The Clinical Research Coordinator I (CRC I) is responsible for providing research services to patients participating in clinical trials within the Yale Emergency Department. The CRC 1 will be charged with ensuring safe, compliant, efficient, and effective conduct of acute care clinical trials. Key responsibilities include overseeing, planning, tracking, and ensuring that the clinical activities for study participants are conducted in accordance with approved protocols. These activities include but are not limited to the oversight of patient screening, eligibility determination, registration and other protocol and subject milestones. The position works within a multidisciplinary environment with colleagues both internally and externally in a cooperative manner exercising respectfulness and professionalism.

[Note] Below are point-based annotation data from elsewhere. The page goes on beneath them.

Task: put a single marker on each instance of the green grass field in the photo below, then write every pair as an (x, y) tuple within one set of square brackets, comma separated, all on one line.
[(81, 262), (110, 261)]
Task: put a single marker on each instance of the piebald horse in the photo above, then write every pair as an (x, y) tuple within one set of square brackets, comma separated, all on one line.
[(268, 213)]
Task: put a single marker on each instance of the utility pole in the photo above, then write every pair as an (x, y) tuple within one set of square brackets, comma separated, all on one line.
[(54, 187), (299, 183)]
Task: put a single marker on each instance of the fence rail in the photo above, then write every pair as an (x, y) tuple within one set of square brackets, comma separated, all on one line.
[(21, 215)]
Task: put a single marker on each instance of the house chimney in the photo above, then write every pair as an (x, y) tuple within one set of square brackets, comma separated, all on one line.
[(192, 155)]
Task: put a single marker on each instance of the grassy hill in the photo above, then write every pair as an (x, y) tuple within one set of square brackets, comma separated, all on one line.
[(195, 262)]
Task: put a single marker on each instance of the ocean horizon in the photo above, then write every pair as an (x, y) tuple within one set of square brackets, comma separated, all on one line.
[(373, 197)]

The CRC I will have direct patient contact and is responsible for managing and performing the clinical and operational aspects of low to moderately complex clinical trial and observational patient related trials.

1. Serves as the primary oversight specialist on clinical and operational processes for low to moderately complex studies in the emergency department.

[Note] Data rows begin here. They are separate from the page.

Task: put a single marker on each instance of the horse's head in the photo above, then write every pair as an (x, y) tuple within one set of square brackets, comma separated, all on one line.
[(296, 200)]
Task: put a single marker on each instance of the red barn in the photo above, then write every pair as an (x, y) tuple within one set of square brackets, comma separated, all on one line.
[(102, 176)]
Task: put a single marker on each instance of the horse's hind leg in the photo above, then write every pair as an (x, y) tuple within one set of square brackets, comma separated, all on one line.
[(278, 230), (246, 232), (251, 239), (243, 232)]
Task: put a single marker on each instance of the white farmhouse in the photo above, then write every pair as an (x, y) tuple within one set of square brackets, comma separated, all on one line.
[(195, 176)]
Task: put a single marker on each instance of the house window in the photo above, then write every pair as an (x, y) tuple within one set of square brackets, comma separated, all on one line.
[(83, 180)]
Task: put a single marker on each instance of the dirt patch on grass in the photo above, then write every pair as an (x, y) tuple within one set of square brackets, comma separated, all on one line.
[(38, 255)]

2. Manages, implements, and evaluates all aspects of clinical trial conduct including study initiation, execution/maintenance, completion, and administration for low to moderately complex studies.
3. Oversees the maintenance of accurate documentation, recruitment of study participants and ensures regulatory and protocol requirements and guidelines are met per IRB, federal regulation, and institutional and sponsor requirements.
4. Analyses, documents and conveys study data on low to moderately complex clinical trials to ensure that report forms are accurately documented and completed in a timely manner.
5. Oversees the tracking and reporting of adverse events, serious adverse events, protocol waivers, deviations, and violations on low to moderately complex clinical trials in coordination with study PI.
6. Participates in interim monitoring visits and internal audits.
7. Monitors, interprets, and communicates federal and state regulations, and local policies for new guidance, updates, or policies.
8. Participates in secondary analyses of primary data collection in collaboration with study teams.
9. Participates in abstract, manuscript and proposal preparation as outlined by the PI.
10. Performs other duties as assigned.

Required Skills and Abilities

1. Strong organizational skills that allow for multi-tasking, prioritizing emergent study needs, maintaining accurate and up to date study logs/documents and ensuring adherence to study protocol.
2. Familiarity with emergency care research and cardiac arrest outcomes. Most studies will warrant nuanced understanding of eligibility and clinical parameters for enrollment. Prior experience in acute care research and/or clinical exposure will be beneficial.
3. Strong interpersonals skills will be requisite. Working with a varied team of scientists, physicians, nureses and emergency technicians requires ability to communicate and interact in a busy emergency department. Acute care research also entails dealing with patients and families under significant duress. Expressing empathy, patience and prioritizing team collaboration is essential.
4. In addition to daily research necessities, this position will also require writing skills in scientific preparation of research abstracts and manuscripts. Additional primary authorship roles are possible, if desired, but writing support will be requisite.
5. Flexibility is key. Emergency care research requires some element of flexibility as patients present at all times of day/night. In the CRC1 role, there is an expectation of study ownership and potential for off hours work that will be kept to a minimum and will be accounted for in weeklly hour requirements.